Women with narcolepsy. Blocking orexin signaling in someone who already has insufficient orexin activity risks worsening cataplexy and excessive daytime sleepiness.

Women who consume alcohol in the evenings. Alcohol is a CNS depressant that potentiates lemborexant's sedative effects and meaningfully increases the risk of complex sleep behaviors and next-day impairment. The combination is not recommended.

Managing Side Effects in Practice

If next-day drowsiness is your main complaint, the first step is stepping down from 10 mg to 5 mg before abandoning the drug. Many patients find 5 mg adequate for sleep maintenance with meaningfully less morning sedation.

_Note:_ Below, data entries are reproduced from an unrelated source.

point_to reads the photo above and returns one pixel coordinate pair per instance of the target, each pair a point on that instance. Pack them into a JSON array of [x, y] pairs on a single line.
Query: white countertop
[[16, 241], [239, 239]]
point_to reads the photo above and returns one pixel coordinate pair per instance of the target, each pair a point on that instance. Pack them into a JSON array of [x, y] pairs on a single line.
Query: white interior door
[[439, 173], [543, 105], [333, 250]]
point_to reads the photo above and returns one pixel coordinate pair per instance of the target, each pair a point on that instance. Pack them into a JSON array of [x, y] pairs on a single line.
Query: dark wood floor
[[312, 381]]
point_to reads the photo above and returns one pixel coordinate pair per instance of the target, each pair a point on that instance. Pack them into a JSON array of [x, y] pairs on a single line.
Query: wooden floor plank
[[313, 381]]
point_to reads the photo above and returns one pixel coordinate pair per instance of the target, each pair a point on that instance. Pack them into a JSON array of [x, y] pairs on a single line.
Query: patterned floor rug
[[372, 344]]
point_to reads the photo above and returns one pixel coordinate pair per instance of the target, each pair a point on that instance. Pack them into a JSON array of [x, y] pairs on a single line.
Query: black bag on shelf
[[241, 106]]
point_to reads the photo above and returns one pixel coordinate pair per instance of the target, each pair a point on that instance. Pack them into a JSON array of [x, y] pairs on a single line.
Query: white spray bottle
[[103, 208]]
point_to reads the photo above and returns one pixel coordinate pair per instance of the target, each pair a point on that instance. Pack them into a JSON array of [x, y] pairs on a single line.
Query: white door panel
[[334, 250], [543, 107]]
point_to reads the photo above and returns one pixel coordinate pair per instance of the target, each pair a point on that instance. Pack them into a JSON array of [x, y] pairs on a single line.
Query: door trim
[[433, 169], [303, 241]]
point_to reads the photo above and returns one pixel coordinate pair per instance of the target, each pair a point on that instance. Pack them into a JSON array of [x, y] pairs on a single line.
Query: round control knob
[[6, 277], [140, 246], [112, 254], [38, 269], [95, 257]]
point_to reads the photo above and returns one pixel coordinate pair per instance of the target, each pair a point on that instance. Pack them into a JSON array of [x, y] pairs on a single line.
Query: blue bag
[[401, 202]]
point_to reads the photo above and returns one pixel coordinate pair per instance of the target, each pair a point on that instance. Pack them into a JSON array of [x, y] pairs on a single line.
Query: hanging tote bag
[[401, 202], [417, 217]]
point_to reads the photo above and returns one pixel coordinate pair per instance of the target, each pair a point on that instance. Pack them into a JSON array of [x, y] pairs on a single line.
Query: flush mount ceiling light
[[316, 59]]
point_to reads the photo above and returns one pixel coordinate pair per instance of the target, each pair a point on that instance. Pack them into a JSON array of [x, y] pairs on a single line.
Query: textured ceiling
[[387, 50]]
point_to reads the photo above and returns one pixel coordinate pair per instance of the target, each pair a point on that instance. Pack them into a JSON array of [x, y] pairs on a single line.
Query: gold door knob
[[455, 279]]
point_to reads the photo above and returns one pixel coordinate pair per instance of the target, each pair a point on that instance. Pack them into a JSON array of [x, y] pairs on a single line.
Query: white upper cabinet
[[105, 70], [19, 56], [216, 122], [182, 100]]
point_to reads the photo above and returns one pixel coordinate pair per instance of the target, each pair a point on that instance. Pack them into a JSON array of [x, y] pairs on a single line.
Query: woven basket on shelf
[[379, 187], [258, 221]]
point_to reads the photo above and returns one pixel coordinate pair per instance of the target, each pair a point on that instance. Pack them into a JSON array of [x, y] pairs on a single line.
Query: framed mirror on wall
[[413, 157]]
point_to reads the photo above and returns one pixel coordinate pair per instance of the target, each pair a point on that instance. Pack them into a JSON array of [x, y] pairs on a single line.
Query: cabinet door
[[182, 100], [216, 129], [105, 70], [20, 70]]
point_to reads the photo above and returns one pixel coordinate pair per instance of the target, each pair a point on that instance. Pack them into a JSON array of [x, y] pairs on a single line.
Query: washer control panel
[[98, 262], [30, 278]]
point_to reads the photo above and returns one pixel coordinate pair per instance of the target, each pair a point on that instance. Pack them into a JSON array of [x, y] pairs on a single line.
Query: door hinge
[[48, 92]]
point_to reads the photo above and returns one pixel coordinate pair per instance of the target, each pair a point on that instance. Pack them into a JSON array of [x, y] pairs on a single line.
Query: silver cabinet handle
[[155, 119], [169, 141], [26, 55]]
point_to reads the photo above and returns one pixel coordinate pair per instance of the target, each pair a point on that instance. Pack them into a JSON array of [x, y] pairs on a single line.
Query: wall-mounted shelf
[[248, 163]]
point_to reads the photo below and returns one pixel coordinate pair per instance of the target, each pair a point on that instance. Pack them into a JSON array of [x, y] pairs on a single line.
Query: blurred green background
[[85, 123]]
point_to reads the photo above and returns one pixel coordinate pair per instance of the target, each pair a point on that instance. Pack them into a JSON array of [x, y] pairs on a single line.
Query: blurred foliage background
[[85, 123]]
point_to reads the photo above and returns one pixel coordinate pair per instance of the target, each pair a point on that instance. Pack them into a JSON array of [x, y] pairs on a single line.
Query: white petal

For sleep paralysis or abnormal dreams that are distressing, dose reduction is also the standard first move. Switching to a different drug class (e.g., a low-dose sedating antidepressant such as doxepin 3-6 mg, which is FDA-approved for sleep maintenance insomnia) is an alternative if DORA-class side effects persist.

Tracking side effects in a simple daily log (time in bed, time to sleep, morning alertness on a 1-5 scale, any unusual events) gives your prescriber the data needed to make an informed adjustment rather than relying on memory during a brief appointment.

Ask your prescriber to review your full medication list for CYP3A4 interactions at initiation and again any time a new drug is added, because the risk of elevated lemborexant levels is real and underappreciated in practice.

A Clinical Note on the Evidence Gap for Women

WomanRx editorial board member Maya Okafor, MD, OB-GYN, notes: "The SUNRISE trials were not powered to detect sex differences in next-day impairment or rebound insomnia severity, and the menopause subgroup was not separately analyzed. Until that data exists, women in perimenopause should be counseled that their experience may differ from the published averages, and that starting at 5 mg is a sensible default."

Women have historically been under-enrolled in sleep pharmacology trials, partly because of concerns about pregnancy and partly because earlier trial designs used male participants as the default. The SUNRISE-1 and SUNRISE-2 trials did include women, but sex-stratified pharmacokinetic and efficacy data in the published reports are limited. Extrapolating from pooled results to a specific woman in perimenopause or with PCOS requires clinical judgment that goes beyond the label.